Reading the parts about the random guy on the subway making comments to you gave me an "OMG, me too!" feeling. I've had people throughout my life (mostly randoms I didn’t know but, surprisingly some friends) ask me straight up if I was anorexic or bulimic. Once, a guy on the street asked me if I knew where he could get coke since, “I looked like someone that does it.” Another woman at the mall asked "How do you stay so skinny? Do you ever eat?" Back in middle school, some random boy I didn’t know yelled "Eat a sandwich!" across the cafeteria. And the funny part is, I've been trying for years now to gain a little more weight for myself (not because of the comments).

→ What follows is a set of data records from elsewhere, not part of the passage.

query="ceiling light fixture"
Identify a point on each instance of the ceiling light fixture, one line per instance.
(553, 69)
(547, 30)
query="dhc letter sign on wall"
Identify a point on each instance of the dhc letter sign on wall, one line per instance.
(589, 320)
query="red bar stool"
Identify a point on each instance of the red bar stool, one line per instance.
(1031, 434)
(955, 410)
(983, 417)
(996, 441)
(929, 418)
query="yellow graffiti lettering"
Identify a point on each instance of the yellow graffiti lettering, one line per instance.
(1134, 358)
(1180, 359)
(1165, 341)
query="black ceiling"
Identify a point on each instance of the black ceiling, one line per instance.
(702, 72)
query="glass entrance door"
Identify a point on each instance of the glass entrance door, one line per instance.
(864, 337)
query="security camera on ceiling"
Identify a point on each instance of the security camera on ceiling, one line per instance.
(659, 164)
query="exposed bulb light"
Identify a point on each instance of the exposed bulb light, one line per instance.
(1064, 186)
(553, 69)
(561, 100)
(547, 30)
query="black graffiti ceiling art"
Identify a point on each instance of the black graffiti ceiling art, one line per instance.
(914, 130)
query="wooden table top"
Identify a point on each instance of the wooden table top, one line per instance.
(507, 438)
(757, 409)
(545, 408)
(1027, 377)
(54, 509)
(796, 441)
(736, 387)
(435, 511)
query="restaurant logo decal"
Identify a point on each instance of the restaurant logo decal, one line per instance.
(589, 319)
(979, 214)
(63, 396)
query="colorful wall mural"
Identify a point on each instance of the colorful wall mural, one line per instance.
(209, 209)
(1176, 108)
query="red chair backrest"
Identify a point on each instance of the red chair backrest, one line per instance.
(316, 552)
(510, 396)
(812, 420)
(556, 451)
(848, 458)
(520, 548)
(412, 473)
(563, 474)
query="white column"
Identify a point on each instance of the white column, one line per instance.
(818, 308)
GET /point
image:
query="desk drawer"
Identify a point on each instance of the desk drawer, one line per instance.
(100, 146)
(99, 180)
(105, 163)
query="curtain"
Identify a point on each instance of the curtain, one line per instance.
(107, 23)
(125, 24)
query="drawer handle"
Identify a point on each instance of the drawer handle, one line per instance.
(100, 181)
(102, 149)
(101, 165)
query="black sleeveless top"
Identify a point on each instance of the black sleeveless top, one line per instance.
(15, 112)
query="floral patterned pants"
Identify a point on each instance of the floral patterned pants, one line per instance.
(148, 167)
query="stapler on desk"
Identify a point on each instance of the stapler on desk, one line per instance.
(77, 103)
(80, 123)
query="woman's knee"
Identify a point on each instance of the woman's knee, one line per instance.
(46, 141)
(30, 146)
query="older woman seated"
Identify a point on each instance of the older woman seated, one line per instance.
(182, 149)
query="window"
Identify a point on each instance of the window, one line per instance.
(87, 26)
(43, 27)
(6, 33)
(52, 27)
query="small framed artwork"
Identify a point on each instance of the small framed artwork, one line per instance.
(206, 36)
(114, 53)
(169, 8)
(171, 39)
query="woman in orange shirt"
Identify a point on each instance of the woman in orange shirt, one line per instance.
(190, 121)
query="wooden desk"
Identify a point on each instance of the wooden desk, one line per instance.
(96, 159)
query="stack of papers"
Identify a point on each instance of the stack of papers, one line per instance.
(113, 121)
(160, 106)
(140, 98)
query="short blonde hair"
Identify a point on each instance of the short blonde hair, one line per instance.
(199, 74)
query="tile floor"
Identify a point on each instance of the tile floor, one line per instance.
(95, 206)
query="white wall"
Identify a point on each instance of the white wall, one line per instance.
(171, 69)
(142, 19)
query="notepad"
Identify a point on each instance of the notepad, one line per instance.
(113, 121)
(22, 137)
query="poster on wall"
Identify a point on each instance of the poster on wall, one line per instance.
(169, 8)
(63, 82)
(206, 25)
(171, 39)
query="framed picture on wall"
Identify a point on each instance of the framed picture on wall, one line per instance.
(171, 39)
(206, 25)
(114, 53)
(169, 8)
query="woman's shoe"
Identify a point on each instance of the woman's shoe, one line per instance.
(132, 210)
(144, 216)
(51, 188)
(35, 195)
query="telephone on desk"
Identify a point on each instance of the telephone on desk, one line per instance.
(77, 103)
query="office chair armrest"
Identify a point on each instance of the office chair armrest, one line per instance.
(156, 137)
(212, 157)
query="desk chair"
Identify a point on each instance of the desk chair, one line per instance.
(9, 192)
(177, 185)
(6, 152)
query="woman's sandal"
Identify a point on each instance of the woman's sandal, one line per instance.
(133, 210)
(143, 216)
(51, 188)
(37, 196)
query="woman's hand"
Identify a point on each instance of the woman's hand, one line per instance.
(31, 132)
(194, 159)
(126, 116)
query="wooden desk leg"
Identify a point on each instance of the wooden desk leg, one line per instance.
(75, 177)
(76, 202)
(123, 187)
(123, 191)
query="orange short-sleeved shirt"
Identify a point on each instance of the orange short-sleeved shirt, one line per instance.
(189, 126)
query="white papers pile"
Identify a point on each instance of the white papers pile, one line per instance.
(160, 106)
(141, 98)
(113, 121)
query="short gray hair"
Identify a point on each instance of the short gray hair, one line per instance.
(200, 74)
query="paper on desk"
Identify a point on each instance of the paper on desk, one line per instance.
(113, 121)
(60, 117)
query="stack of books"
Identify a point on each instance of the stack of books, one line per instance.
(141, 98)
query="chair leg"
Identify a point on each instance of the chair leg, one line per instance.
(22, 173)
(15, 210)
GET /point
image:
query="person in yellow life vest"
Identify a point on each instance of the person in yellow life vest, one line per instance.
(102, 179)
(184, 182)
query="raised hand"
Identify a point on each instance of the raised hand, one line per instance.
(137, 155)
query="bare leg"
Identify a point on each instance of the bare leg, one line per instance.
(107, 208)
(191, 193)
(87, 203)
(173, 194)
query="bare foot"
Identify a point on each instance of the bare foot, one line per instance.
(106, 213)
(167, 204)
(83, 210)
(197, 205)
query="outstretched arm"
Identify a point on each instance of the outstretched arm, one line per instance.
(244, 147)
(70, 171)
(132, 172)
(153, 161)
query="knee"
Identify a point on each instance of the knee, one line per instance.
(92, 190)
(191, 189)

Same as you, when I saw the pictures and videos that the yoga studio posted on social media, there were some where I saw myself with the group and thought, "I wish I was 10 pounds heavier in that picture." I think we all judge ourselves more than we should and I feel like the people that bring us down with their comments or unspoken words don’t realize that some of us are bigger or smaller because of things like genetics, or family health. But when people open their mouth to make a comment, I usually don’t explain why my body is this way – I shouldn’t have to explain myself, especially not to some person rude and stupid enough to make an insensitive comment. I just give Resting Bitch Face and say, "Sooo… how does that comment accomplish anything?" It doesn’t matter what your body looks like – there will always be those assholes or weirdos out there who have the useless need to make a blunt comment about a woman’s (or a man’s) body.

I've always made fitness and food choices for the sake of being healthy and preventing disease, not to be a skinny bitch to impress a guy or one up a girl. And your body is completely fine. And fiiiiine too! I never thought you were overweight or the "biggest girl in the room". It wasn’t anything I thought twice about, honestly. Yoga and its yogis don’t judge the look of the body. If anything, it shows us our mental and physical strength… and you strong, girl!